Weaker sales of its medical products, coupled with production issues at its European orthopedic products business, caused Greatbatch Inc.'s first-quarter profits to plunge 63 percent.
The profits were much weaker than analysts were expecting, though the Clarence-based company said Thursday it wasn't changing its sales and earnings forecast for the year, noting that profitability is expected to improve in the second half of the year.
In addition to the "operational issues" at Greatbatch's European orthopedics facilities, the company's profits also were hurt by higher spending on its efforts to develop more than 15 medical devices that it expects to pay off in the long run. Greatbatch's plans to consolidate its European orthopedic operations are behind schedule.
Greatbatch's profits fell to $4.5 million, or 19 cents per share, compared with $11.9 million, or 51 cents per share, a year earlier, when the company's sales were bolstered by customers building their inventories in support of product launches.
The company's adjusted operating profits, which exclude some expenses, fell by 38 percent to $11.2 million, or 37 cents per share, from $18 million, or 46 cents per share, a year ago. Analysts expected the company to earn 43 cents.
Greatbatch's sales rose by 7 percent to a record $159 million from $149 million a year earlier, with all of the growth coming from its acquisition of Micro Power, an Oregon battery maker, in December. Greatbatch's commercial battery sales nearly doubled to $41.3 million because of the Micro Power acquisition, which added $20.6 million to its first-quarter sales.

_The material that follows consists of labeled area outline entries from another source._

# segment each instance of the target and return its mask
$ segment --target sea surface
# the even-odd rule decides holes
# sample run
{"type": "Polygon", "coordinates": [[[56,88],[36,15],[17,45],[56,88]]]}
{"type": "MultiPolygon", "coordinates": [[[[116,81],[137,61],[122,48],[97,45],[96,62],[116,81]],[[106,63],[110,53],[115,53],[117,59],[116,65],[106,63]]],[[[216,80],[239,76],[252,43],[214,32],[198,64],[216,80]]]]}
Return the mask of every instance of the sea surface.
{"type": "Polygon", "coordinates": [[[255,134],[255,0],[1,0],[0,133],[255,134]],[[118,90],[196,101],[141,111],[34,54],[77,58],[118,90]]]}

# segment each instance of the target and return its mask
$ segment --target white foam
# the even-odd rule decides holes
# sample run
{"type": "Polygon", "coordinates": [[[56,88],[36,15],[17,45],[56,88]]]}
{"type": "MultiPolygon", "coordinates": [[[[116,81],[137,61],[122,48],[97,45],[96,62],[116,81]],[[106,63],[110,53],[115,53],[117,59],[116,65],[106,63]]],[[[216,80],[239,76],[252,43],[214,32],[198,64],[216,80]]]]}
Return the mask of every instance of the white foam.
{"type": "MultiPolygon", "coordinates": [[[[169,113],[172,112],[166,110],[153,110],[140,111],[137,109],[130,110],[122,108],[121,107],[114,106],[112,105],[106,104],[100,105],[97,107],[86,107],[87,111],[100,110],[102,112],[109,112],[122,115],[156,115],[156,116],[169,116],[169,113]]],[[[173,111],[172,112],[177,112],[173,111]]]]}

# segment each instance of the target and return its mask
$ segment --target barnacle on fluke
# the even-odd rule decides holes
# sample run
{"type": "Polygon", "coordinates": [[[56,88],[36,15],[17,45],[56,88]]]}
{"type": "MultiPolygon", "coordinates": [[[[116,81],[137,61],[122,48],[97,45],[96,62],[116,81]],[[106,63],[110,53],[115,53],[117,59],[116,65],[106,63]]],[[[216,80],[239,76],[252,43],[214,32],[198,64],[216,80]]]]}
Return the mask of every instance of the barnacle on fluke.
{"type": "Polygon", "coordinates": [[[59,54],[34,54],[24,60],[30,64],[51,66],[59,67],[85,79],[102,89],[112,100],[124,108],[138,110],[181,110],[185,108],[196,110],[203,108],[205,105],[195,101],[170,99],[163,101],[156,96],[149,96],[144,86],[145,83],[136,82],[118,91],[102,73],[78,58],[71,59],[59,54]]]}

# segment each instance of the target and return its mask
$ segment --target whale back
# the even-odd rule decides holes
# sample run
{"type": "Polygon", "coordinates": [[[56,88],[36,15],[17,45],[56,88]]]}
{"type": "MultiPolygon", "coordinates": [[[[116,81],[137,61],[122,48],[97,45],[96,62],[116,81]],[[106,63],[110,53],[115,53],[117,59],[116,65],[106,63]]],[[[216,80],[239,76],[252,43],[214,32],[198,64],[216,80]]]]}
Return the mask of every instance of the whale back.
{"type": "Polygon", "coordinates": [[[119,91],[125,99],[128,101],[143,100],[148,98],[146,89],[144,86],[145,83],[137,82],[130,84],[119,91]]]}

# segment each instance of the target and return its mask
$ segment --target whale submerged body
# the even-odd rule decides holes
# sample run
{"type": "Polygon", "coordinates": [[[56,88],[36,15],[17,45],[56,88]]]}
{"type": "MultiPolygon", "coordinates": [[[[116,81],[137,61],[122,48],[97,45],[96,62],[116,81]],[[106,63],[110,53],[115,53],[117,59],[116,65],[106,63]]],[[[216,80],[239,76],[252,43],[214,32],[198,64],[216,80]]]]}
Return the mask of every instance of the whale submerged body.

Excluding the Micro Power acquisition and the impact of foreign currency fluctuations, Greatbatch's organic sales fell by 6 percent because of fewer product launches by the orthopedic and cardiac rhythm management device manufacturers they serve.
Thomas J. Hook, Greatbatch's president and chief executive officer, blamed the drop in profits on "tough comparables within our cardiac rhythm management and orthopedic product lines, and the planned increased investment in the development of complete medical devices."
Greatbatch increased its spending on research, development and engineering by a third during the quarter, to $13.9 million, as it worked on more than 15 new products for its own product line and for its customers.
Greatbatch's medical products sales fell by 8 percent, to $118 million from $128 million, as orthopedic revenues dropped 22 percent and cardiac rhythm management sales fell 4 percent. That offset an 11 percent increase in sales of vascular access products.
For this year, Greatbatch said it still expects its profits to range between $1.75 and $1.85 per share. "We expect our results to improve as the year progresses," Hook said during a conference call.
The company expects its sales to rise by about 15 percent, to between $645 million and $665 million, even though achieving the 5 percent to 15 percent increase it forecast for its orthopedic products business "is proving to be more difficult than originally contemplated," said Thomas J. Mazza, Greatbatch's chief financial officer.
"We've got other levers we can pull to deliver the year," Hook said.